Dive Brief:
- The majority of public filings submitted to the FCC so far support keeping net neutrality rules, according to Fortune, while about 440,000 submissions opposing the rules actually appeared to be spam.
- Data scientist Jeffrey Fossett, who analyzed the data, said in a blog that a single comment supporting abolishment of net neutrality was copied and submitted using names from hacked email lists. About two-thirds were from a single list stolen from River City Media, Fossett discovered.

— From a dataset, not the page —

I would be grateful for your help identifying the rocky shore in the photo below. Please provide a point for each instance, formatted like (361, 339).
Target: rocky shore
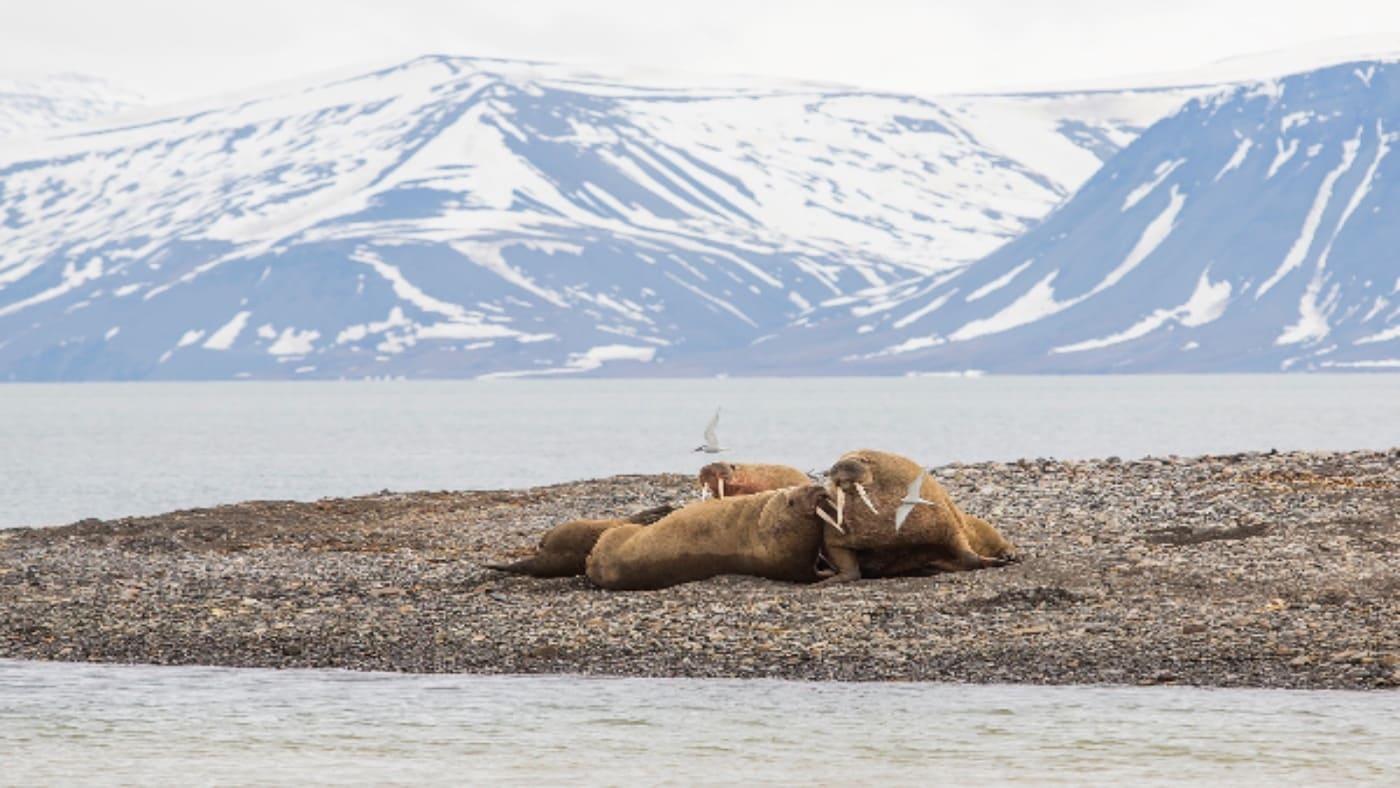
(1264, 570)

- Excluding the spammed comments, about 97% of the nearly 700,000 remaining comments supported net neutrality rules. A vote on Pai's notice of proposed rule making is due Thursday.
Dive Insight:
The passionate debate over net neutrality continues, but not everyone is playing fair. The FCC stopped accepting comments on its website after it suffered multiple distributed denial-of-service attacks (DDoS) last week. Now, sifting through the more than one million submissions that came in prior to that, it appears many of those submissions were not legit.
FCC chairman Ajit Pai is working to reverse net neutrality rules, and has the power to push a change through despite wide support for keeping the rules. In March, more than 170 groups, including the American Civil Liberties Union and the Electronic Frontier Foundation, signed a letter calling for the FCC to maintain net neutrality. The Internet Association also came out against repealing the rules.
Meanwhile, Pai says net neutrality hurts customers and the FCC wants to "end the utility-style regulatory approach that gives government control of the internet."